David Woodhouse July 25, 2024, 3:18 p.m. UTC | #17
On Thu, 2024-07-25 at 10:11 -0400, Michael S. Tsirkin wrote:
> On Thu, Jul 25, 2024 at 02:50:50PM +0100, David Woodhouse wrote:
> > Even if the virtio-rtc specification were official today, and I was
> > able to expose it via PCI, I probably wouldn't do it that way. There's
> > just far more in virtio-rtc than we need; the simple shared memory
> > region is perfectly sufficient for most needs, and especially ours.
> 
> I can't stop amazon from shipping whatever in its hypervisor,
> I'd just like to understand this better, if there is a use-case
> not addressed here then we can change virtio to address it.
> 
> The rtc driver patch posted is 900 lines, yours is 700 lines, does not
> look like a big difference.  As for using a memory region, this is
> valid, but maybe rtc should be changed to do exactly that?

I'm certainly aiming for virtio-rtc to include that as an *option*,
because I think I don't think it makes sense for an RTC specification
aimed at virtual machines *not* to deal with the live migration
problem.

AFAICT the only ways to deal with the LM problem are either to make a
hypercall/virtio transaction for *every* clock read which needs to be
accurate, or expose a memory region for the guest to do it "vDSO-
style".

And similarly, unless we want guest userspace to have to make a
*system* call every time, that memory region needs to be mappable all
the way to userspace.

The use case isn't necessarily for all users of gettimeofday(), of
course; this is for those applications which *need* precision time.
Like distributed databases which rely on timestamps for coherency, and
users who get fined millions of dollars when LM messes up their clocks
and they put wrong timestamps on financial transactions.

> E.g. we can easily add a capability describing such a region.
> or put it in device config space.

I think it has to be memory, not config space. But yes.

The intent is that my driver would be usable with the shared memory
region from a virtio-rtc device too. It'd need a tiny amount of
refactoring of the discovery code in vmclock_probe(), which I haven't
done yet as it would be premature optimisation. 

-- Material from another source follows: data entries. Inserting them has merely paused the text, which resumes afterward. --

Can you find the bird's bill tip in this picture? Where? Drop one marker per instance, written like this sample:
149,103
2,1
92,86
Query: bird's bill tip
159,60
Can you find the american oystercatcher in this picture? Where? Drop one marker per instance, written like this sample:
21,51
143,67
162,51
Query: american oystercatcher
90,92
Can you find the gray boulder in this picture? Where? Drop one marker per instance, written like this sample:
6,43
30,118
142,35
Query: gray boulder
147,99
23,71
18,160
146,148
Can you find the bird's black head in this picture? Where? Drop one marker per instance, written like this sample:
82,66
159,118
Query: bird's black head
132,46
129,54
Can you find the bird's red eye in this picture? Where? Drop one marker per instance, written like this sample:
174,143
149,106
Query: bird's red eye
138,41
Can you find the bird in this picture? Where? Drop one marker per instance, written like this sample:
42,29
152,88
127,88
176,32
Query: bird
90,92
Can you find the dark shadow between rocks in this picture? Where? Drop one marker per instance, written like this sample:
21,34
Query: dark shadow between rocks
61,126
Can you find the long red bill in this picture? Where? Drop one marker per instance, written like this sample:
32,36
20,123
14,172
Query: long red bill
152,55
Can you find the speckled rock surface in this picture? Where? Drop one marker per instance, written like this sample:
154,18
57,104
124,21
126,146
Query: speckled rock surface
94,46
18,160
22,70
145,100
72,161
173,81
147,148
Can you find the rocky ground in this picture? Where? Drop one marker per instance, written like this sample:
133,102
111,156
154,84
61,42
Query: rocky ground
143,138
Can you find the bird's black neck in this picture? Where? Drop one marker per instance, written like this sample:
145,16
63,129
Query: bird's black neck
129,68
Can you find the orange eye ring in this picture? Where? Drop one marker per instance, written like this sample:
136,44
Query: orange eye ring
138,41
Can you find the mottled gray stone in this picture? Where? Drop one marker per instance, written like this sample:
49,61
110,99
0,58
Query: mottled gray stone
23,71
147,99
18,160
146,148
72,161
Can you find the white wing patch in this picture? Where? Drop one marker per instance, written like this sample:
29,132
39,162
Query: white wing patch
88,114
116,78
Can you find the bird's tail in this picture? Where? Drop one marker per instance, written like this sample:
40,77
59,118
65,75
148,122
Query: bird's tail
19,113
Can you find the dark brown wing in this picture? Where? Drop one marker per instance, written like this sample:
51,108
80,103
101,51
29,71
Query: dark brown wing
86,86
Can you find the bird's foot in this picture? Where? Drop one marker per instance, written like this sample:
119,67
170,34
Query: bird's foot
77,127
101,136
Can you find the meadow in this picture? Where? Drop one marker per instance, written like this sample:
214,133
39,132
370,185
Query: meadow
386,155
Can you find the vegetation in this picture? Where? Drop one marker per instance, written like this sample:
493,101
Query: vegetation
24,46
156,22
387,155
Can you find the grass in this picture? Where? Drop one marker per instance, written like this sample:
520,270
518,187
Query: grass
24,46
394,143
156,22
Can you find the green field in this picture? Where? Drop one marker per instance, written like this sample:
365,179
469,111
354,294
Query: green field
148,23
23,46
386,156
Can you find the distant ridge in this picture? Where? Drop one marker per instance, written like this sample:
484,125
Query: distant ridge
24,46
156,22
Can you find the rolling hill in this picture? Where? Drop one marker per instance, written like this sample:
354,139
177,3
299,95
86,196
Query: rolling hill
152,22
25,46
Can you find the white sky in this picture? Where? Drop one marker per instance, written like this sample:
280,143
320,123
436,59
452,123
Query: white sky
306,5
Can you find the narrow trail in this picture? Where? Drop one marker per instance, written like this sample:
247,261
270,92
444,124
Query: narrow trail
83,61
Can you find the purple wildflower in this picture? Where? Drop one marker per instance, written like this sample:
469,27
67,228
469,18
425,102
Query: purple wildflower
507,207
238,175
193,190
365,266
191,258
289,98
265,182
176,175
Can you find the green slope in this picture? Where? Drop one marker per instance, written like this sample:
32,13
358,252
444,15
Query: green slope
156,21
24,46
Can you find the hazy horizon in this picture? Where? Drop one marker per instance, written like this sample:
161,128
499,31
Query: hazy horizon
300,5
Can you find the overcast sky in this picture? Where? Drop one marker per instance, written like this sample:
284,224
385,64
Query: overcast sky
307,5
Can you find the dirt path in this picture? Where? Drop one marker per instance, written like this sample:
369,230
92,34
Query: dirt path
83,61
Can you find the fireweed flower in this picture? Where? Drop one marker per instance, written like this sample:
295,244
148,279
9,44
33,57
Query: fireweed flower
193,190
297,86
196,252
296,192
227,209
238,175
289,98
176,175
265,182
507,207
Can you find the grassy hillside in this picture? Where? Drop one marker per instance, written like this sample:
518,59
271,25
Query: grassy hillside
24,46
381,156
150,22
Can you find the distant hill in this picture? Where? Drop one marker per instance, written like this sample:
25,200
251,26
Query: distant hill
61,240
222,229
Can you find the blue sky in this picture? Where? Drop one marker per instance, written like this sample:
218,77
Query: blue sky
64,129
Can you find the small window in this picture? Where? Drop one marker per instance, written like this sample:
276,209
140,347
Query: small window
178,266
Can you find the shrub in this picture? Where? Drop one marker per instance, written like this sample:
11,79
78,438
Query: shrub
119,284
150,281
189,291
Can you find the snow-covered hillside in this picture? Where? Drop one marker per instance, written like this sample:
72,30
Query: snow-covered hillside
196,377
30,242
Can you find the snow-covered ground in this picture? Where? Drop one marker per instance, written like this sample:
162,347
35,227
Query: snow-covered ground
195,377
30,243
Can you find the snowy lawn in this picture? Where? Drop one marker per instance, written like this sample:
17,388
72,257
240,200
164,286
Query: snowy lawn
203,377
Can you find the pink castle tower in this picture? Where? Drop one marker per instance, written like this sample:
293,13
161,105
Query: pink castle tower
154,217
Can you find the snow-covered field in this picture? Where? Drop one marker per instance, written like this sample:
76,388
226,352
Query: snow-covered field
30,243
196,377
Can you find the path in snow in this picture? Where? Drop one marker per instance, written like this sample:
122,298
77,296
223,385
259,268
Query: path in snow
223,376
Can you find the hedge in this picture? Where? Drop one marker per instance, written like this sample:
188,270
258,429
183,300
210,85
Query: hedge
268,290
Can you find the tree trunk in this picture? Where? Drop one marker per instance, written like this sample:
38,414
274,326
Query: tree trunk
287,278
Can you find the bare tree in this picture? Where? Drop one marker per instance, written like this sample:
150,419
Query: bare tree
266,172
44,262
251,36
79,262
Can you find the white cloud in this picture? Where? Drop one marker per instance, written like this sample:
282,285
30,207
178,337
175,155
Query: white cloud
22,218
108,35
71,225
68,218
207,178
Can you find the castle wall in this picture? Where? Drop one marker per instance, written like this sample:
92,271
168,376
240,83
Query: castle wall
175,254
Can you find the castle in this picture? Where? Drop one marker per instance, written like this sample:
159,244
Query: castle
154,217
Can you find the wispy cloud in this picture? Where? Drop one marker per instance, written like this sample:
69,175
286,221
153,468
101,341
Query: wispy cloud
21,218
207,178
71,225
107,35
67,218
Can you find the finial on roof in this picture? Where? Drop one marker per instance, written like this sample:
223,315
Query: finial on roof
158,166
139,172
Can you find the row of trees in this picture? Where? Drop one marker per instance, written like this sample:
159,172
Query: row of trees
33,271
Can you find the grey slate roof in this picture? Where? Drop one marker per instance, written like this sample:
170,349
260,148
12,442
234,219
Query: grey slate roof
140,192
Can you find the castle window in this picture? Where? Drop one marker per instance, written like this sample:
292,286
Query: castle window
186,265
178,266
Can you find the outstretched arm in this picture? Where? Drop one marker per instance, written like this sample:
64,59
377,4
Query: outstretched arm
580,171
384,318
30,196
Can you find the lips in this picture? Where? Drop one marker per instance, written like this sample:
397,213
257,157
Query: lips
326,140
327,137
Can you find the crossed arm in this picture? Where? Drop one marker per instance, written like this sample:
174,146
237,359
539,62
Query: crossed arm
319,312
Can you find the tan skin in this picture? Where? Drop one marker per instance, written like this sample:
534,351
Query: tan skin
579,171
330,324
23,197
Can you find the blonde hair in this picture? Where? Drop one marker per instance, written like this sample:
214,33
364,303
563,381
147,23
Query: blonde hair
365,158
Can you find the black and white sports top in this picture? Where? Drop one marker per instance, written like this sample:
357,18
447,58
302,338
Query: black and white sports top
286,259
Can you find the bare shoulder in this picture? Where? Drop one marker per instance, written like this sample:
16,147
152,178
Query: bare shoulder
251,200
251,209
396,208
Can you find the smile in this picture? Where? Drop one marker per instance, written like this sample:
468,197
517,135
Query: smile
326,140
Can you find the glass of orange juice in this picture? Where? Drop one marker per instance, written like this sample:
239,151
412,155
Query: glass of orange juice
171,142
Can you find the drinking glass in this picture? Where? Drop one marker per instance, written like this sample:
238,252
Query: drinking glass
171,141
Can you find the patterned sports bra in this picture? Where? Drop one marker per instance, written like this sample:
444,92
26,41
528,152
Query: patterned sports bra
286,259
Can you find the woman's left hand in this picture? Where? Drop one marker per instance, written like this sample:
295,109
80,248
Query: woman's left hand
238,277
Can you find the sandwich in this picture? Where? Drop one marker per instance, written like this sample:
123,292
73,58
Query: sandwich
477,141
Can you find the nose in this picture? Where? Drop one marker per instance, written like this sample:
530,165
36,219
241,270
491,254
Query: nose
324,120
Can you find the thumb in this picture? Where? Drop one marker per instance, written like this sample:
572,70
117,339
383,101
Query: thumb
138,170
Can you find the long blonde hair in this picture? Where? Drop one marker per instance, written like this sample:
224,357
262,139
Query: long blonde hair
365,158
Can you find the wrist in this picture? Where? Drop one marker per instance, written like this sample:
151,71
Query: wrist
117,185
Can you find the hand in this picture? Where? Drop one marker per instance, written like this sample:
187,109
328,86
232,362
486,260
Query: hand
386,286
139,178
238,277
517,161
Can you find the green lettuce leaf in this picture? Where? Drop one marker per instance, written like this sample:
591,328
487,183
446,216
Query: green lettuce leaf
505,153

> I mean yes, we can build a new transport for each specific need but in
> the end we'll get a ton of interfaces with unclear compatibility
> requirements.  If effort is instead spent improving common interfaces,
> we get consistency and everyone benefits. That's why I'm trying to
> understand the need here.

It's simplicity. Because this isn't even a "transport". It's just a
simple breadcrumb given to the guest to tell it where the information
is.

In the fullness of time assuming this becomes part of virtio-rtc too,
the fact that it can *also* be discovered by ACPI is just a tiny
detail. And it allows hypervisors to implement it a *whole* lot more
simply.

The addition of an ACPI method to enable the timekeeping does make it a
tiny bit more than a 'breadcrump', I concede — but that's still
basically trivial to implement. A whole lot simpler than a full virtio
device.
Michael S. Tsirkin July 25, 2024, 4:38 p.m. UTC | #18
On Thu, Jul 25, 2024 at 04:18:43PM +0100, David Woodhouse wrote:
> On Thu, 2024-07-25 at 10:11 -0400, Michael S. Tsirkin wrote:
> > On Thu, Jul 25, 2024 at 02:50:50PM +0100, David Woodhouse wrote:
> > > Even if the virtio-rtc specification were official today, and I was
> > > able to expose it via PCI, I probably wouldn't do it that way. There's
> > > just far more in virtio-rtc than we need; the simple shared memory
> > > region is perfectly sufficient for most needs, and especially ours.
> > 
> > I can't stop amazon from shipping whatever in its hypervisor,
> > I'd just like to understand this better, if there is a use-case
> > not addressed here then we can change virtio to address it.
> > 
> > The rtc driver patch posted is 900 lines, yours is 700 lines, does not
> > look like a big difference.  As for using a memory region, this is
> > valid, but maybe rtc should be changed to do exactly that?
> 
> I'm certainly aiming for virtio-rtc to include that as an *option*,
> because I think I don't think it makes sense for an RTC specification
> aimed at virtual machines *not* to deal with the live migration
> problem.
> 
> AFAICT the only ways to deal with the LM problem are either to make a
> hypercall/virtio transaction for *every* clock read which needs to be
> accurate, or expose a memory region for the guest to do it "vDSO-
> style".

virtio can support the second option, we already have
VIRTIO_PCI_CAP_SHARED_MEMORY_CFG, I'd just use it.


> And similarly, unless we want guest userspace to have to make a
> *system* call every time, that memory region needs to be mappable all
> the way to userspace.

This part is classic for pci, mapping pci bar has been well
studied.


> The use case isn't necessarily for all users of gettimeofday(), of
> course; this is for those applications which *need* precision time.
> Like distributed databases which rely on timestamps for coherency, and
> users who get fined millions of dollars when LM messes up their clocks
> and they put wrong timestamps on financial transactions.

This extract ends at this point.